Things have changed. Indeed, Mr. Carter and “the short-fingered vulgarian,” as Spy nicknamed Mr. Trump, are now on such friendly terms that the latter invited the former to his recent wedding.


“Oh, God, I can’t even remember which wedding that was,” protests Mr. Carter, with a dismissive wave of his Camel Light. “There were, like, 10 million other people there. I had no idea why I’d been invited. He tried to sue me a year or two before.”


Mr. Carter has been accused of kowtowing to the people he used to send up so mercilessly, and for not being quite transparent enough. In May, the Los Angeles Times revealed that he was paid a “finder’s fee” of $100,000 by Universal Pictures for suggesting that Sylvia Nasar’s book, “A Beautiful Mind,” the story of the troubled mathematician John Nash, be made into a film.


But he is not one to apologize. He once offended Robert Evans, the Hollywood producer whose life was chronicled in Mr. Carter’s feature-length documentary, “The Kid Stays in the Picture.” “I called him puffy and he didn’t talk to me for two years,” chuckles Mr. Carter.


As a waiter wheels in his breakfast – boiled eggs and a silver pot of coffee, a telephone rings. By the affectionate tone of his voice and the way he addresses the caller as “Sweets,” one must assume this is Anna Byng Scott, 36, his British fiancee. He and Ms. Byng Scott, daughter of the Queen’s former deputy private secretary, Sir Kenneth Scott, met several years ago when she worked in the PR department at Vanity Fair.


Mr. Carter insists that although he has plenty of glamorous friends, he lives a low-key existence, dining three nights a week at the same restaurant, a little place down the street from his townhouse in the West Village called San Ambroeus. He says that nobody ever knows who he is “except lunatics outside TV studios,” that whenever he stands outside a hotel entrance, someone will inevitably hand him their car keys. “Something about my comportment, I know not what, says valet parker.”

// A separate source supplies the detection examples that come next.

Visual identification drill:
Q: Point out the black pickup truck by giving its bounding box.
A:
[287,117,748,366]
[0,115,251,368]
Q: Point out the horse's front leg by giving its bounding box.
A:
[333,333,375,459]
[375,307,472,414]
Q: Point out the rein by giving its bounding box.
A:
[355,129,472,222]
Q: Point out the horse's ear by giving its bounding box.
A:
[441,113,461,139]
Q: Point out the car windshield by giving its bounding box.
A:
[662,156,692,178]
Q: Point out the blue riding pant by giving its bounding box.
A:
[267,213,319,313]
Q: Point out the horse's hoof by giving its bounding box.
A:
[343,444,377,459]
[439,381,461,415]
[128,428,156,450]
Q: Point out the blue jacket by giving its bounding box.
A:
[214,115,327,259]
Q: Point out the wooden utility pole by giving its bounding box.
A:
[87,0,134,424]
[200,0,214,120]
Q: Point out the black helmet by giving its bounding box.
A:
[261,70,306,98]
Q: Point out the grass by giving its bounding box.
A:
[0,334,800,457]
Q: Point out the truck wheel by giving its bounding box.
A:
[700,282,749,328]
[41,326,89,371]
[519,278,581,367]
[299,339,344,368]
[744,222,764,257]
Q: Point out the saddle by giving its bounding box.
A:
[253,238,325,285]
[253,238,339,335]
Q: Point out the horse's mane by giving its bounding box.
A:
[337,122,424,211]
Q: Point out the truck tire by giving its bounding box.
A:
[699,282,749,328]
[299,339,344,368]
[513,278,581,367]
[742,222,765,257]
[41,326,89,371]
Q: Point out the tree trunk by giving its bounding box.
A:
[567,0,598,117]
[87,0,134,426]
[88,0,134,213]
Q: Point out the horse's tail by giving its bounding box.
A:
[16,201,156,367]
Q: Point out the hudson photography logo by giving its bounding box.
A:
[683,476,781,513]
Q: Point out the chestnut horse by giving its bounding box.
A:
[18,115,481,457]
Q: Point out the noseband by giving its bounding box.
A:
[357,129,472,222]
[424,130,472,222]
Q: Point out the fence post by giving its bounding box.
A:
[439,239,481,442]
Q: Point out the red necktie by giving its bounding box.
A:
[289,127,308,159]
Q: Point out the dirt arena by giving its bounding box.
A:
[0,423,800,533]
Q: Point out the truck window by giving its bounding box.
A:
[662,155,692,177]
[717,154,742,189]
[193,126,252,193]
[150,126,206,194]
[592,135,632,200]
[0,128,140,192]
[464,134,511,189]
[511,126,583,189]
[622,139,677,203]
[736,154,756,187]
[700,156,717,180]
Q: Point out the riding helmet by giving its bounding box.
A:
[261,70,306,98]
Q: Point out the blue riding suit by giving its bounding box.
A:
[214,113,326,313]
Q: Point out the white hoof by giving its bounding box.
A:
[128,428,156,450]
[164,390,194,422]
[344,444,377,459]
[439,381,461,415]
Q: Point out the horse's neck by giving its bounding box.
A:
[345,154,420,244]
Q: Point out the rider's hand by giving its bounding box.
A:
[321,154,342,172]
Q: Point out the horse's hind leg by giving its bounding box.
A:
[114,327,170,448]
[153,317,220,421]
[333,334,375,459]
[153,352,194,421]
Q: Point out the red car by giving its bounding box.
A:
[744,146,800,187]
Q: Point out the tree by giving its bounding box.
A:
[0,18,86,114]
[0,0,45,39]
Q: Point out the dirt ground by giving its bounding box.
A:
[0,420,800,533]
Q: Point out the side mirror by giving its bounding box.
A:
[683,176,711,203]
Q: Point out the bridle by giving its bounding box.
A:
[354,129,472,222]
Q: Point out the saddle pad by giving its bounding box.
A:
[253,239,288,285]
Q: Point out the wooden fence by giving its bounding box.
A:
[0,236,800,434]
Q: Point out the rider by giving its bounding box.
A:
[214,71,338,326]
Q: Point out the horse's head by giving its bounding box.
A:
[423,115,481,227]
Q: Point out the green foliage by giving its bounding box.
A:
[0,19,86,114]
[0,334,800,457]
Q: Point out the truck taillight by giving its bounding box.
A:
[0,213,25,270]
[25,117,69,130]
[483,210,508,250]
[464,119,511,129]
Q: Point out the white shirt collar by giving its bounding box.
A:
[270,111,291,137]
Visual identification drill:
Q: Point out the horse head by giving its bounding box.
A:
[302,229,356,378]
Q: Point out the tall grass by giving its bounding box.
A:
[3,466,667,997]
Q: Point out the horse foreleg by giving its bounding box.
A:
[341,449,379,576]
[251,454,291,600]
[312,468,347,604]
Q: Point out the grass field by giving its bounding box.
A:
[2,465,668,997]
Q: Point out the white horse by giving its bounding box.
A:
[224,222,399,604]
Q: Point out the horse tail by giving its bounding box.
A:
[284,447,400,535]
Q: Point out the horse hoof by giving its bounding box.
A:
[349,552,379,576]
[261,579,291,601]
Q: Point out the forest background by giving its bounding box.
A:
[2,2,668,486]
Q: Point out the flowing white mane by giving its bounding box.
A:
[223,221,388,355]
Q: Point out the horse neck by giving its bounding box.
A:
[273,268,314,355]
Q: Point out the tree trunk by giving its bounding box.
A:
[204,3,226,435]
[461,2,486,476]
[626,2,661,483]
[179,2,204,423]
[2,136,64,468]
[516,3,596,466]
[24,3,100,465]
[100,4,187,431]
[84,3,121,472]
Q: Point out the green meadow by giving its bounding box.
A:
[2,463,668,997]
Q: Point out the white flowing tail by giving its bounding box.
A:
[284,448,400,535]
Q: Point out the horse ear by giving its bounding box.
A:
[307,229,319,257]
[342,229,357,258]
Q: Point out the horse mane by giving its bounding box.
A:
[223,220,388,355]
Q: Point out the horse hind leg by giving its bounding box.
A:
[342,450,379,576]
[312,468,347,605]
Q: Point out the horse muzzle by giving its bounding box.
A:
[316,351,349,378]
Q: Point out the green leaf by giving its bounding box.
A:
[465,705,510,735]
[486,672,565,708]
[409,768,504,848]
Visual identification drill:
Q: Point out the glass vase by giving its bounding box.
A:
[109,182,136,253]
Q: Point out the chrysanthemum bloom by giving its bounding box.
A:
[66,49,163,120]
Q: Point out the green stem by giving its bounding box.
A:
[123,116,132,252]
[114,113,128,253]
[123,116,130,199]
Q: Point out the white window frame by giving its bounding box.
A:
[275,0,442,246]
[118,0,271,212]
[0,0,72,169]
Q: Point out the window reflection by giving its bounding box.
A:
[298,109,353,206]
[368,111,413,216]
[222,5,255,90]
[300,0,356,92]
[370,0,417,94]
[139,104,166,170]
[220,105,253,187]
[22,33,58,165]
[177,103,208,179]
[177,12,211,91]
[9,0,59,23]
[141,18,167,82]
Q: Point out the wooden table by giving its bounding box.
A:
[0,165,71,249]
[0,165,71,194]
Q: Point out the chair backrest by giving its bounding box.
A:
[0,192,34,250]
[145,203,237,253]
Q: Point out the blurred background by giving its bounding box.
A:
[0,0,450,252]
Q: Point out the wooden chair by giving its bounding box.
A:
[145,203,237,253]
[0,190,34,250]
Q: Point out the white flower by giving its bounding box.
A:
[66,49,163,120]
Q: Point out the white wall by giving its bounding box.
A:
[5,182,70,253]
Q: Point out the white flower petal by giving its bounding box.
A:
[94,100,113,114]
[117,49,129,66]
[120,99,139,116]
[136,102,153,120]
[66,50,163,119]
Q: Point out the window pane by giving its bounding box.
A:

The man who, every Oscars night, throws the world’s most glittering party, says he hates crowds and gets a sinking feeling every time his annual bash at Morton’s rolls around.


“The fun is in the planning,” he says. “Honestly, you should see the way they do it: They have this war room and Sarah Marks, the woman in charge of the crew – who, by the way, are all English – is like a field marshal. If I sent that crew out to Iraq, right now, I swear they could do a better job than the administration.”


His hobbies are fishing, canoeing, and – according to one acquaintance – puppeteering. “Well, I used to buy these hand puppets for the kids when they were younger. I think if I tried bringing them home now they’d think I was John Wayne Gacy.”


Although he loves New York, he and Ms. Byng Scott spend as much time as possible out at his beach house in Connecticut, where he likes to poke fun at water skiers. “It’s the most vainglorious sport. The one sport in the world where you have to be watched by someone!”


Ms. Byng Scott, he says, is passionate about the environment, and has, he sweetly admits, fired him up on the issue. “I mean, I’ve always recycled fanatically,” he murmurs, while trying to locate a spoon for his egg. “When the kids were young, we always got the cloth diapers as opposed to the disposable ones, but you could say my fiancee’s involvement has made me much more concerned about things.”


He says he wouldn’t mind having more children, “although I guess that would mean I’d have to work nights, too,” he says, a little nervously.


It is past my allotted time; there is a television crew pacing outside and a photographer is eager to take Mr. Carter’s picture. Mr. Carter frowns slightly as he rolls down a white screen over the far window to use as a backdrop. “Wait a second, I don’t know if I really like being photographed that way,” he says. “Whenever they do that, I always end up looking like Barbara Bush, minus the silk shirt and pearls.”


Obediently, the photographer agrees to shoot him in natural light, but Mr. Carter is still not entirely satisfied. “Nuh-uh,” he says, with a warning smile. “I think you’re trying to do that Barbara Bush thing again. I’m telling you, trust me on this one, I’ve been doing it a lot longer than you.”